Wednesday, December 10, 2025

Copper Boom Offers Windfall for Africa’s Mining Giants as Prices Hit 17-Month High

(3 Minutes Read)

DRC and Zambia Poised for Revenue Surge Amid Tight Supply, Global Demand, and Economic Shifts

Copper prices have climbed to their highest level in over a year, offering a timely economic boost to Africa’s two leading producers — the Democratic Republic of the Congo (DRC) and Zambia. With copper now trading at levels not seen since mid-2024, both countries stand to gain significantly in terms of export revenue, currency support, and investment prospects.

On Monday, October 13, 2025, copper prices surged by 3.45%, reaching USD 10,775 per metric ton — the highest point since May 2024. By Thursday, benchmark three-month copper contracts on the London Metal Exchange (LME) jumped even further, briefly touching USD 11,000 per metric ton before settling at USD 10,970 during midday trading, according to Reuters.

This represents a more than 21% increase in copper prices so far in 2025, driven by a mix of macroeconomic and supply-side factors:

  • A weakening U.S. dollar, which makes dollar-priced commodities like copper more attractive.
  • Global mining disruptions, including a fatal mudslide at Indonesia’s Grasberg mine, one of the world’s largest copper sources.
  • Speculative inflows, as investors pour into metals amid expectations of continued supply tightness and monetary easing.
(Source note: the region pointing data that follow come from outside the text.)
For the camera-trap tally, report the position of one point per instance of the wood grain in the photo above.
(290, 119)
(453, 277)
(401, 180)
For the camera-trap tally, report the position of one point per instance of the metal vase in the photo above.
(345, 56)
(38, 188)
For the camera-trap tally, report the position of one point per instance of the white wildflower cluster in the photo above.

According to ING commodities strategist Ewa Manthey, the rally is being powered by “a perfect storm of tight supply and favorable currency dynamics.” However, she cautions that the sustainability of this price surge depends on China’s industrial recovery and infrastructure spending — key drivers of global copper demand.

As global copper prices soar, Zambia and the DRC — which together produce more than 10% of the world’s copper — are exceptionally well-positioned to benefit. Copper makes up nearly 70% of Zambia’s total export revenue, making the metal central to its economic stability. The price rally could:

  • Boost foreign exchange reserves.
  • Stabilize the struggling kwacha.
  • Help the government meet debt obligations.
  • Support broader fiscal recovery efforts.
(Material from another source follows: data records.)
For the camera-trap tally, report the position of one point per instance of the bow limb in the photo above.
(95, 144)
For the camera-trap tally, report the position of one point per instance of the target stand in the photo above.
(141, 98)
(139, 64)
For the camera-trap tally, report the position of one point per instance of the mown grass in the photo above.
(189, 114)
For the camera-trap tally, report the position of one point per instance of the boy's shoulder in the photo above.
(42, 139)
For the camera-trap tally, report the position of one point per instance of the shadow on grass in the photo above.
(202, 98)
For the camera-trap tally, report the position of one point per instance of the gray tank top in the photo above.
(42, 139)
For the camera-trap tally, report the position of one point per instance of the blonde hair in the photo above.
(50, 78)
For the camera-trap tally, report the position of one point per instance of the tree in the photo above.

The DRC, already the continent’s largest copper producer, is poised to attract new foreign direct investment, especially into its mineral-rich Katanga and Kamoa-Kakula regions. Rising copper income could help cushion the effects of currency depreciation and support infrastructure development.

While the current market trend is promising, there are notable risks that could affect the long-term outlook for African copper exports:

  • Geopolitical tensions: Trade disputes, particularly between the U.S. and China under President Donald Trump’s renewed “America First” policy, could suppress global industrial activity and reduce copper demand.
  • Global consumption slowdown: If industrial output weakens, especially in copper-hungry markets like China, the current price momentum could fade.
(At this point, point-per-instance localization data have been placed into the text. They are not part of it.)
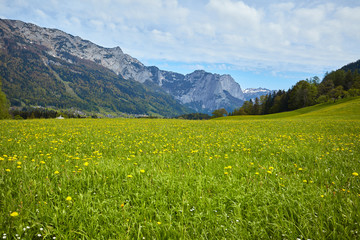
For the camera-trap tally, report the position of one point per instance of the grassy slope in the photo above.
(347, 109)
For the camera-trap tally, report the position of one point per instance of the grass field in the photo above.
(286, 176)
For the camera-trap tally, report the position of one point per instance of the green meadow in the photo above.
(283, 176)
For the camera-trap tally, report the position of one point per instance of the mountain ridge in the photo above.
(201, 91)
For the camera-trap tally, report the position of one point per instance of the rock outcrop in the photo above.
(199, 90)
Despite short-term uncertainties, the broader transition to renewable energy and electrification — both highly copper-dependent industries — bodes well for Zambia and the DRC. As the world shifts toward electric vehicles, solar power, and sustainable infrastructure, demand for copper is expected to rise steadily.

In this evolving landscape, Africa’s copper-producing nations could emerge as strategic suppliers, with the current price surge serving as a prelude to deeper integration into the global green economy.

Read Also;

https://trendsnafrica.com/afdg-to-acquire-drc-copper-license-paving-way-for-first-congolese-listing-on-nasdaq-amid-u-s-strategic-pivot/

The copper price rally is more than just a short-term windfall for Zambia and the DRC — it could be the beginning of a new economic era driven by green technology, investment, and renewed global demand. However, navigating geopolitical headwinds and ensuring domestic stability will be key to turning this momentum into lasting prosperity.